They would use quad-rotor drones as sniper spotters, looking for people hiding in the rubble.
> As of now, the drones’ propellers are still somewhat noisy. But as quiet drone technology becomes available, they’ll be able to add it to the existing framework.
Yes the law of physics will clearly just decide to bend to Roland's whims /s
I don't believe the limitations of physics are anywhere near what current drones sound like. They are loud because zero effort goes in to making them quiet. It's not so much the moving air that makes them loud, its the whining motors and bearings that are loud. If you were able to encase those motors inside and perhaps put some effort in to making the air stream less turbulent, they could be a lot quieter.

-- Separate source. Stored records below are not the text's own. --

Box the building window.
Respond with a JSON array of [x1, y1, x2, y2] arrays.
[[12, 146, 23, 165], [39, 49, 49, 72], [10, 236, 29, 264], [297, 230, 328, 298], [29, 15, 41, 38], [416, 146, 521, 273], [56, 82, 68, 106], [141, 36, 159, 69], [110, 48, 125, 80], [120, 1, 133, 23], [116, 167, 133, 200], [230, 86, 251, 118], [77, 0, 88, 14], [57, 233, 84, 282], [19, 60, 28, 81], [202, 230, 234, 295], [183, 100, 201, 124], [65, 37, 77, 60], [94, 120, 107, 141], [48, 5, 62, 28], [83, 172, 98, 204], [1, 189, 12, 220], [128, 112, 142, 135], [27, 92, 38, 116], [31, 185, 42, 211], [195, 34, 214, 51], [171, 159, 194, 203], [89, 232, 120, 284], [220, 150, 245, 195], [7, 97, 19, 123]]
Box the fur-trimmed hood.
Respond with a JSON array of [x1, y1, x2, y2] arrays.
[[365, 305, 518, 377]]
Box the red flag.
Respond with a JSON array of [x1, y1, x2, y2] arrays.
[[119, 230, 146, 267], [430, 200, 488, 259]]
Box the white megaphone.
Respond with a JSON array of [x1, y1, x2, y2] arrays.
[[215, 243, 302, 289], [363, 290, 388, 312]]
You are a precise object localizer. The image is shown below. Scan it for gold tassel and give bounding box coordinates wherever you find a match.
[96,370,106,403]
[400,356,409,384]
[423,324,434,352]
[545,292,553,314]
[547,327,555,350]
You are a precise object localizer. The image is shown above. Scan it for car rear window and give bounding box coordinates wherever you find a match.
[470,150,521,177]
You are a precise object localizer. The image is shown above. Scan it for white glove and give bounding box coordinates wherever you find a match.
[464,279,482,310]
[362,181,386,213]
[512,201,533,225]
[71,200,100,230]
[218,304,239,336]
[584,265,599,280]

Although I still can't see drones being good for this even with good designs.

It is certainly not "whining motors and bearings" that makes them loud - it is the fact that you are creating massive periodic pressure differences with the blades. It is the same reason helicopters go thump-thump-thump, but scaled up in frequency. Have you ever heard a quiet propeller? About the best you can do is increase the size and decrease the speed (more efficient = less power dumped into the air), add more blades (minimizes circumferential pressure variation), and add a duct (eliminates tip vortices). But eventually you hit weight limits on all of that. At drone sizes, unless the drone is impossibly feather-light, you're always going to have some sort of whine.

Even in the absolute theoretical best case scenario of an idealized disk-shaped actuator inside a duct with proper lip shaping and 0 turbulence around the actuator, the shear boundary of the high velocity output plume is unavoidably going to cause turbulence. The best you can do is "woosh".